Of these, bad loans considered to be irrecoverable are around VND8.29 trillion, amounting to 55 percent of the total debts.
Vietcombank had the highest rate of bad loans among the eight, with 3.9 percent of its loans categorized as bad loans, or an estimate of VND7.38 trillion.
The figure last year was only 2.8 percent.
ACB and Vietinbank also saw rapid increases in their bad loans, with the rates rising by 2 and 3.7 times to around 1.4 and 1.5 percent of total loans.
The two’s total bad debts topped VND4.8 trillion.

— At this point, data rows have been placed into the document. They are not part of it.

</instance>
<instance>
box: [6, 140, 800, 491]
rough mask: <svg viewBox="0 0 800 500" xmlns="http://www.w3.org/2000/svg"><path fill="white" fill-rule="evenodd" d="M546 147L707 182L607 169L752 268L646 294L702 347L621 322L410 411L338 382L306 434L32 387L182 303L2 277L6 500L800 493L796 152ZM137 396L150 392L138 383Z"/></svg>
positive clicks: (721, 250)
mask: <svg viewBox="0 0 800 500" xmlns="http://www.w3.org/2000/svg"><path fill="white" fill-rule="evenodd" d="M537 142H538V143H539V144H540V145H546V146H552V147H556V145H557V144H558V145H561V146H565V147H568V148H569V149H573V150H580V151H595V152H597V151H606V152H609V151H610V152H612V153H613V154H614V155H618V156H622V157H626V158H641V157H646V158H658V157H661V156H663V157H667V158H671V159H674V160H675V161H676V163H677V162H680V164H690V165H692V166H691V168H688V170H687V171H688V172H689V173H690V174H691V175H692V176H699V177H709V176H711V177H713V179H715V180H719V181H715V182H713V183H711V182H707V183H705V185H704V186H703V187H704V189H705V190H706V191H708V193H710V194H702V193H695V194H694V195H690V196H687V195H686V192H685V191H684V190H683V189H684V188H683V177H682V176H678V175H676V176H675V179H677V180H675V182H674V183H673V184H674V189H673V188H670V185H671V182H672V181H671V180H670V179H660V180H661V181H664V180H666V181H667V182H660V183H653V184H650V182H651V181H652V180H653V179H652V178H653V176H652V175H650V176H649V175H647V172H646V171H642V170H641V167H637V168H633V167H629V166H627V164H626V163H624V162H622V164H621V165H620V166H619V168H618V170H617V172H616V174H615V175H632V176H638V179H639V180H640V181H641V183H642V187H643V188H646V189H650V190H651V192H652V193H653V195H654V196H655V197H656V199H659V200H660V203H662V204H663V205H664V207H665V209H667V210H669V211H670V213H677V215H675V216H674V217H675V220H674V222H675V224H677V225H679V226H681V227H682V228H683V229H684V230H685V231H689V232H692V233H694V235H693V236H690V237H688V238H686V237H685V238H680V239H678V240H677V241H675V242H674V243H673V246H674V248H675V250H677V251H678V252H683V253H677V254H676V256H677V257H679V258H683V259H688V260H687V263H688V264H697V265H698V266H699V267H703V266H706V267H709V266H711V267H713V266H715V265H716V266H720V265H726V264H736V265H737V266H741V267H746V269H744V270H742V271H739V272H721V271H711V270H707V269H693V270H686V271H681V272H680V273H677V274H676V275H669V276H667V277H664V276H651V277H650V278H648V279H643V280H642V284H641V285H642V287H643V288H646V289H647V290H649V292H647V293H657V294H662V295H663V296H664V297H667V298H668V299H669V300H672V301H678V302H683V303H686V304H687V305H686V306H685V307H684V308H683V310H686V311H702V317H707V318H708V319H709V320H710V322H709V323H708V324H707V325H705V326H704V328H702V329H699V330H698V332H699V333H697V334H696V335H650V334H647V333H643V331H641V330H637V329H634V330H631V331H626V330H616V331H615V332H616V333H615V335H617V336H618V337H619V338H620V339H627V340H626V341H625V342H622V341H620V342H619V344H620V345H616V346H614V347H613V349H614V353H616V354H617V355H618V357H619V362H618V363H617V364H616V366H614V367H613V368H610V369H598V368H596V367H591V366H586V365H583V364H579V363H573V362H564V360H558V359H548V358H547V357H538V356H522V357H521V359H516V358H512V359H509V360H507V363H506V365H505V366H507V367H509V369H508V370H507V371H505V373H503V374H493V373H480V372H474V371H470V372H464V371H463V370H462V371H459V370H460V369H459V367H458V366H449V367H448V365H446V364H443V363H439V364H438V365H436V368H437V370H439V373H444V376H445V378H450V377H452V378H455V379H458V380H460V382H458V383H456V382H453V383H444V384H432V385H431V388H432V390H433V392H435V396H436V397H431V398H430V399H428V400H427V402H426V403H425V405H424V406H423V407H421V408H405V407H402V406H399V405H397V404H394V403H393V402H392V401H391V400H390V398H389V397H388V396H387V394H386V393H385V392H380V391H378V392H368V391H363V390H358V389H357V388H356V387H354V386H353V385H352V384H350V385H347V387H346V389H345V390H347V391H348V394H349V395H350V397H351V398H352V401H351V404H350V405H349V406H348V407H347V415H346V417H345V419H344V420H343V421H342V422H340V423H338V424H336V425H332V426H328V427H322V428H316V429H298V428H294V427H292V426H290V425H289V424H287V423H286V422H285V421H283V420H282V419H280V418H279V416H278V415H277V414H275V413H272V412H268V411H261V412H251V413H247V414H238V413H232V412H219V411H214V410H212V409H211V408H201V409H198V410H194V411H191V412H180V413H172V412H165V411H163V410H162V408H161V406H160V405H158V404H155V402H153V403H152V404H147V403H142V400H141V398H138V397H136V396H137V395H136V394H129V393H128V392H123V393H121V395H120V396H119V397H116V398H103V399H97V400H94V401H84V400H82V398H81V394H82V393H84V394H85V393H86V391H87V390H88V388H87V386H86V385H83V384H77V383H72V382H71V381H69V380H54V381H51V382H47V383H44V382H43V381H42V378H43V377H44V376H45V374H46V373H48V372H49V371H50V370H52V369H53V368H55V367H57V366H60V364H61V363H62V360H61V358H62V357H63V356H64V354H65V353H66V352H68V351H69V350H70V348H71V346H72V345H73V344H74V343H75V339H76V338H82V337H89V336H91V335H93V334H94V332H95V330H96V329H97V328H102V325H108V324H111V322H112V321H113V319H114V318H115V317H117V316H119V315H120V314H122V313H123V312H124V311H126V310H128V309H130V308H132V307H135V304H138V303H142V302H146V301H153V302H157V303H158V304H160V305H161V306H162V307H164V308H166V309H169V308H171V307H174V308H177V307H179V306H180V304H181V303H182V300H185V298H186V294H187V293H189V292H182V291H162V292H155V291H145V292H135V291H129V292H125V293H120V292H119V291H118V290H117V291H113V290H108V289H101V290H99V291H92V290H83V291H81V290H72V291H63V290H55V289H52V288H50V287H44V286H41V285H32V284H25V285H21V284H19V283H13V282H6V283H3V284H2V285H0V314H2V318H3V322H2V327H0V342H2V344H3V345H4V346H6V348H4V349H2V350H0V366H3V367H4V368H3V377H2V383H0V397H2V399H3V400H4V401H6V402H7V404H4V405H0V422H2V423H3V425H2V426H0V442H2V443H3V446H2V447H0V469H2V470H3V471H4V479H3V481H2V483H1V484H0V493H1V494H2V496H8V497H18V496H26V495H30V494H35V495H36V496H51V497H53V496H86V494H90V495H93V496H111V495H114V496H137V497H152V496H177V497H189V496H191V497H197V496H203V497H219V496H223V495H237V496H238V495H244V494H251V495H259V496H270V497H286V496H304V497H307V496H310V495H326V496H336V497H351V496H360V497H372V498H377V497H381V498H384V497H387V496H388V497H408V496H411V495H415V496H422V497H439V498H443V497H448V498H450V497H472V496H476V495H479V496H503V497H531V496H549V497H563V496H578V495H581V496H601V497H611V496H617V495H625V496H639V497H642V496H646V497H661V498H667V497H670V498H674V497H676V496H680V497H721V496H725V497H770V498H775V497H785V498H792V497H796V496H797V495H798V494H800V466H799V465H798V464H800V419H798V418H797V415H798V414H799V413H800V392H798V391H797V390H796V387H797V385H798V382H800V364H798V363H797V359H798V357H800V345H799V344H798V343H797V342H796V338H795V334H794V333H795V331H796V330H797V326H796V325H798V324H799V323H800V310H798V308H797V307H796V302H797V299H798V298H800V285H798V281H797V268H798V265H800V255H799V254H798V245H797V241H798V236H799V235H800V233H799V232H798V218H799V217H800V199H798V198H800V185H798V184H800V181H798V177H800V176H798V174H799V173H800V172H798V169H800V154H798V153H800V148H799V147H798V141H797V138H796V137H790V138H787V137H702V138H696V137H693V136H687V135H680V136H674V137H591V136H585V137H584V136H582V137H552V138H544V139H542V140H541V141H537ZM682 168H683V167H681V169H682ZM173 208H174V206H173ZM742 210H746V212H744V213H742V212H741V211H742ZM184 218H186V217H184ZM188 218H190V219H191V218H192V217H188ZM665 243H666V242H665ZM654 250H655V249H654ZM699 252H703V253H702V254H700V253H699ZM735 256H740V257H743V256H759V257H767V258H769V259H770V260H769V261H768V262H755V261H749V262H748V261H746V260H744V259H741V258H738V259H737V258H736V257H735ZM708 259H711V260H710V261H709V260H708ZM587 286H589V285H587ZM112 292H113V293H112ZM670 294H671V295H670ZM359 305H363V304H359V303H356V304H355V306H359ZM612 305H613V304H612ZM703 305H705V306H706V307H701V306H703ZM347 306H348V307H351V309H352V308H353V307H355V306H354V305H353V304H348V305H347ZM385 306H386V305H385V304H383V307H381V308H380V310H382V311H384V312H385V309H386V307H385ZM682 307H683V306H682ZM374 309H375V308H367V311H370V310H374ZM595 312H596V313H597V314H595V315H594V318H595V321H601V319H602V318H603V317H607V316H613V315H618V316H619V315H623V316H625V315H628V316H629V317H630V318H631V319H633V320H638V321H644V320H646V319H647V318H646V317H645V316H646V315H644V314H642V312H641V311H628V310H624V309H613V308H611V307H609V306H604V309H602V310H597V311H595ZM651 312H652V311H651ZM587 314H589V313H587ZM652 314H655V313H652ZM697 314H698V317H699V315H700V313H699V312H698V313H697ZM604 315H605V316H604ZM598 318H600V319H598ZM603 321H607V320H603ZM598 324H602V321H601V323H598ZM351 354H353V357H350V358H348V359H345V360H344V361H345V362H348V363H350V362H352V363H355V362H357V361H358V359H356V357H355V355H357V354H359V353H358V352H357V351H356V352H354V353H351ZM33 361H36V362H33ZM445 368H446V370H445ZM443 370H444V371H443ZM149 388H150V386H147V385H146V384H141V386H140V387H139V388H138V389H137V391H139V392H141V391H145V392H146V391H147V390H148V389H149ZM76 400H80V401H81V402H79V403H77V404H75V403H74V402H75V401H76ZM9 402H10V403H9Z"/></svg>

The other five banks’ bad debts account for 0.6 to 2.8 percent of their total loans, with Sacombank posting the lowest rate of 0.6 percent, or an equivalent of VND460 billion.
Though bad loans have increasingly become a worrying issue for banks, all of the eight have posted whopping profits in the first three quarters of this year.
Vietcombank tops the list with VND3.3 trillion in profit, which is a 6-percent growth year on year.
Eximbank enjoys the highest profit growth rate of 65 percent, earning a VND2.1 trillion profit, while Habubank is the only to have its profits reduced by 6 percent compared with last year.